Now, if only I could convince all the people who were trying to kill me of that.
“Everything looks great,” the tech told me. She put the paddle away, and the screen went black, shrouding my children in shadows once more. “Perfectly normal.”
Normal? Hardly.
Yet, when I was ushered into an exam room to speak to the doctor, her opinion was the same. Normal, normal, normal. Sure, twins required extra watching, but otherwise, everyone seemed convinced I was the model of a perfect pregnancy. None of them had any idea, not even the tiniest clue, of the daily struggle I went through. None of them knew that when I looked at my stomach, I was tormented with the image of violence done in my name and the fate of two worlds hanging in the balance.
“Do you feel them move yet?” the doctor asked me. “It’s around that time.”
Images of Alien came to mind. “No, I don’t think so. How will I know?”
“Well, it’ll be pretty obvious in later pregnancy. This early, you start to feel fluttering sensations. Some people say it’s like a fish swimming around. You’ll know when it happens. Don’t worry—they won’t be trying to kick their way out. Not at first.”
I shuddered, not sure how I felt about that. Despite the changes in my body, it was still easy to regard this as some physical ailment. It was only the ultrasound that reminded me there were actually people living inside me. I wasn’t sure I was ready to also start feeling them squirm around.
The doctor glanced at her clipboard. “Honestly, everything looks great,” she said, echoing the ultrasound tech.
“I’m tired all the time,” I countered. “And I keep getting short of breath. And I’m having trouble bending.

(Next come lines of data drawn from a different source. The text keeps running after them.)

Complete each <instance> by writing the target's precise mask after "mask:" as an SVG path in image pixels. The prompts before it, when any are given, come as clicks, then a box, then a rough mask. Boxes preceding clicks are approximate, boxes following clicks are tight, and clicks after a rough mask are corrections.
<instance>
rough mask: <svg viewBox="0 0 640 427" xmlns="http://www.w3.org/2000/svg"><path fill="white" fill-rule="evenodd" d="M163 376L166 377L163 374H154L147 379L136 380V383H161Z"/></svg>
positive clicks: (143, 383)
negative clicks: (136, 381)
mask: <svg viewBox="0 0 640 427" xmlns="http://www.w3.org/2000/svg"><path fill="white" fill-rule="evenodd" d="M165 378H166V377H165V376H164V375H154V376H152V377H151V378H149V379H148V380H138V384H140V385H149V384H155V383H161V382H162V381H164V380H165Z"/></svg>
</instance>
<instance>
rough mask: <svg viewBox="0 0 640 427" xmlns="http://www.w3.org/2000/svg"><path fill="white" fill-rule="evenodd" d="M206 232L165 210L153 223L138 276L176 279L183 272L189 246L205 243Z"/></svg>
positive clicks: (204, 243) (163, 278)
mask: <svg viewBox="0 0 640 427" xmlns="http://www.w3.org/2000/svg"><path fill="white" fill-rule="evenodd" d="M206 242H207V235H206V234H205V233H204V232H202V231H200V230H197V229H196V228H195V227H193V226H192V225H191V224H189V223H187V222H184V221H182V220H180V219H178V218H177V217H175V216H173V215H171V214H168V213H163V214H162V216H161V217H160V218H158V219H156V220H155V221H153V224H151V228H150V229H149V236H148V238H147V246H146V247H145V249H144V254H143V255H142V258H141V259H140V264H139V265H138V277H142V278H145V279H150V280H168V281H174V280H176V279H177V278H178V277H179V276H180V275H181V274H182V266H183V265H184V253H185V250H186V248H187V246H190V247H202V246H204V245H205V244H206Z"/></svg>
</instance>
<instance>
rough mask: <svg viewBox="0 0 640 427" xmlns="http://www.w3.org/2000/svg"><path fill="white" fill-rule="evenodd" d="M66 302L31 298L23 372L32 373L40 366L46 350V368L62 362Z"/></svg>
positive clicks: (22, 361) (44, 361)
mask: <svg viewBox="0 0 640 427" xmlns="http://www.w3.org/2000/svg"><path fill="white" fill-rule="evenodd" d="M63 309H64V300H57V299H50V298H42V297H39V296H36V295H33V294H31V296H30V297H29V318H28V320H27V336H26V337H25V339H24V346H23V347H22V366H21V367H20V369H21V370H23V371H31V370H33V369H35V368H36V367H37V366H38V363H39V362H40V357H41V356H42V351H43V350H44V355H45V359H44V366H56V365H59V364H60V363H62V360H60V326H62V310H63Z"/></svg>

I mean, I can still do it, but it’s not easy.”
“That’s all normal.”
“Not for me.” I used to banish ghosts and beat up monsters for a living.
She shrugged. “You have two people growing inside of you. It’s going to get worse before it gets better.”
“But I have a lot of things to do. My lifestyle’s pretty, um, active.”
She remained unmoved. “Then you’re going to have to adapt.”
Despite my whining, I was sent off with a clean bill of health and instructions to book my next appointment. In the lobby, I found Jasmine and Pagiel exactly where I’d left them. She was leafing through a copy of People and trying to explain to him both the definition and appeal of reality T V.
Maybe the office didn’t bat an eye at my “siblings” because I simply had too many other weird habits. Like, for example, I always paid for each visit in cash. When you tacked on things like ultrasounds, blood work, and other medical testing, the final price tag was pretty high. I always felt like I was one step away from pulling out a Mafia-style suitcase filled with hundred-dollar bills. There was no alternative, however. I couldn’t do anything that would allow my enemies to track me. Medical insurance claims would create a paper trail, as would even paying with a check or credit card. For the majority of gentry, none of that was a concern. Most were like Pagiel and could barely grasp the idea of banks or the postal system, let alone using them to track me. Unfortunately, my enemies in the Otherworld had very good connections here among humans, those who knew our systems inside and out. It was because of them I was in Ohio in the first place. Tucson had been compromised.
Another woman, far more pregnant than me, was just entering the office as the receptionist printed my receipt. A gust of wind swept in behind her, and she had to fight to catch the door and make it close. Pagiel, though inept at technology, had been trained in the gentry ways of chivalry and jumped up to help her.
“Thanks,” she told him. She flashed the rest of us a cheery smile. “I can’t believe how fast the weather turned on us. A cold front came out of nowhere.”